While many landlords would like to think they have a sixth sense that can help detect a bad potential tenant, sometimes they can slip through the cracks. If you think there’s something wrong, there probably is, even if you can’t put your finger on it. Trusting your instincts can really pay off long-term and save you from spending time and energy to fix a bad situation. Here are four ways to help you spot a bad tenant.
They move Frequently
While there’s nothing wrong with moving around, it might be a red flag when a tenant appears to move around really frequently and without notice. If you know they are prone to fast moves, you are taking a risk that may not end in your favor. This could mean they leave without paying or have caused problems with other landlords in the past. Be sure to speak with prospective tenants about reasons for their moves.
They Can’t Prove Their Income
When you’re screening your tenants you should ask them for proof of income, or at least something to show you they can afford the place. Ideally, you want to be able to prove that your tenants make three times the rent in order to be able to pay the monthly rent on time.

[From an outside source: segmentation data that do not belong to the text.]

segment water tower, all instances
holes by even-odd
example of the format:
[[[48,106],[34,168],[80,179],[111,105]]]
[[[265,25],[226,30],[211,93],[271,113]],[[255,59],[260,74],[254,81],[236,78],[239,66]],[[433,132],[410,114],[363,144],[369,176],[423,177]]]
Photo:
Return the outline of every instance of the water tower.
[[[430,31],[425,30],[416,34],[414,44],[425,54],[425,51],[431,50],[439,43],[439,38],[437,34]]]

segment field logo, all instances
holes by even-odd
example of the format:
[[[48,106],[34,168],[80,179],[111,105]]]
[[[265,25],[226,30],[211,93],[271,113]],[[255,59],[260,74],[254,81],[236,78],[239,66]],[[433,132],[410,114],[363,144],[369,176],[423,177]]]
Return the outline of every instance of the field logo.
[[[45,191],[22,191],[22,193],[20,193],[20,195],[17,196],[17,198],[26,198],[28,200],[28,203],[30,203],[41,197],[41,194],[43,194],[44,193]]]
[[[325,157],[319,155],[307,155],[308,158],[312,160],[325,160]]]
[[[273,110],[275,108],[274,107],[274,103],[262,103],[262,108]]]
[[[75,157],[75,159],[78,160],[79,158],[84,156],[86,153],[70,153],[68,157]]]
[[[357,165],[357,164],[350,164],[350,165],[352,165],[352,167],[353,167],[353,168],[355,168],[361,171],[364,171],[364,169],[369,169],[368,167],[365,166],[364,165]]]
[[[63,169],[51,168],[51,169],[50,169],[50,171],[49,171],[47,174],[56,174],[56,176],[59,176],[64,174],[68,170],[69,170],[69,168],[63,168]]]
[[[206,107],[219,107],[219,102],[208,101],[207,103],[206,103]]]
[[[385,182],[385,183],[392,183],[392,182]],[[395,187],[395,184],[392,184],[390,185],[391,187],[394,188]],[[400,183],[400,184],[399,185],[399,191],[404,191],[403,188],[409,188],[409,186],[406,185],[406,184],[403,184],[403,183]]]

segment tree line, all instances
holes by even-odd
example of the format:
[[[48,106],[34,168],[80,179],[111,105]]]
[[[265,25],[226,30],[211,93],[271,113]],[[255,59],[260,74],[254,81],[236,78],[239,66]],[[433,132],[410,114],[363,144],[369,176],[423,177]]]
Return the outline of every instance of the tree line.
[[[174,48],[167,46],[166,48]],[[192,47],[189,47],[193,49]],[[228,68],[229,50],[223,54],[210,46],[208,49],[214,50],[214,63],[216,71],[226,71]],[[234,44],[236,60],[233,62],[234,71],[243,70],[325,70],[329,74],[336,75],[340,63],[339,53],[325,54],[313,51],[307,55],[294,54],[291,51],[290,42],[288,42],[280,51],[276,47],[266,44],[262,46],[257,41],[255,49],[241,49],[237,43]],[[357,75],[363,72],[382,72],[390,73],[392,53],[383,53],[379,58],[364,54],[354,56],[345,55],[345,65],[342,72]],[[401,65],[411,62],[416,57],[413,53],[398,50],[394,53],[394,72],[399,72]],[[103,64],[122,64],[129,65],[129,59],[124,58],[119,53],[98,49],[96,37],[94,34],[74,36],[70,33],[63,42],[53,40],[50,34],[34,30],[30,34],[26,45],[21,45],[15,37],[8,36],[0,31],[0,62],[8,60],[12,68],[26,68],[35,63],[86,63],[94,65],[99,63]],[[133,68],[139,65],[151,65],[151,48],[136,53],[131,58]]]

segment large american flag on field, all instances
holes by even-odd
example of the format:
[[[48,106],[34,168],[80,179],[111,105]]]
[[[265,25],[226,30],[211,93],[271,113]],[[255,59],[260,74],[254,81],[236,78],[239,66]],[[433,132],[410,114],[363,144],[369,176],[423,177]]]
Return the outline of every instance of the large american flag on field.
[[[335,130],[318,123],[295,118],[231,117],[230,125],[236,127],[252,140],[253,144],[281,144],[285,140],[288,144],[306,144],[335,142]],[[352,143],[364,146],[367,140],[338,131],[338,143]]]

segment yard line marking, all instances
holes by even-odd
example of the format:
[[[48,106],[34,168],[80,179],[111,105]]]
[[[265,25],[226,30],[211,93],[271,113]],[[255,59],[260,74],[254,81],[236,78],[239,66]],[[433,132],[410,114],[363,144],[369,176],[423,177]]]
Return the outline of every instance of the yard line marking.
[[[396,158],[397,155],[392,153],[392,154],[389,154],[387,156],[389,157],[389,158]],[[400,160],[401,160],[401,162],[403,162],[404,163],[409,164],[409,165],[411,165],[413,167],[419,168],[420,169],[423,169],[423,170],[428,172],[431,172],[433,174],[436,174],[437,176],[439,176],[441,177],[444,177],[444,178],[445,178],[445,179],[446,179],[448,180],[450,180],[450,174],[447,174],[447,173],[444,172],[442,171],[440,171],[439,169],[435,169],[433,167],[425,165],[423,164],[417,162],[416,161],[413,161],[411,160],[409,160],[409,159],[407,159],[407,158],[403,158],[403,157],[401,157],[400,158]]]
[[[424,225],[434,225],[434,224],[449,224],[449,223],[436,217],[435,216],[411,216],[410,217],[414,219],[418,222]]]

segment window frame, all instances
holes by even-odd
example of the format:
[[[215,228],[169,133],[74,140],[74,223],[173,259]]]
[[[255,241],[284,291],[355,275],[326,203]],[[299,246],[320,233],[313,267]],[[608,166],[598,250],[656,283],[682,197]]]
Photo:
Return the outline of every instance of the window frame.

If they can’t show you that they can pay their rent then they probably can’t, or they’re getting money from a sketchy source. You can also check out our list of 4 ways to prove a tenant’s income for more tips.
They Don’t Want You to run a Background Check
People like to have their privacy, but your prospective tenants shouldn’t be against you running a background check on them. You don’t want your tenants to be evasive and pushing back against a simple credit or background check could definitely mean they are hiding something from you which is a huge warning sign from the start. There’s probably a reason they are hesitant on you running a background check so it’s better to pass on these people and prevent any potential problems.
They List Their Friends as References
Your friends are always going to stick up for you, even in times where they maybe shouldn’t. If your prospective tenants don’t have good relationships with their employer or previous landlords, they are unlikely to list them as a reference. Even if these tenants aren’t hiding anything, they should be mature and responsible enough to list a professional reference.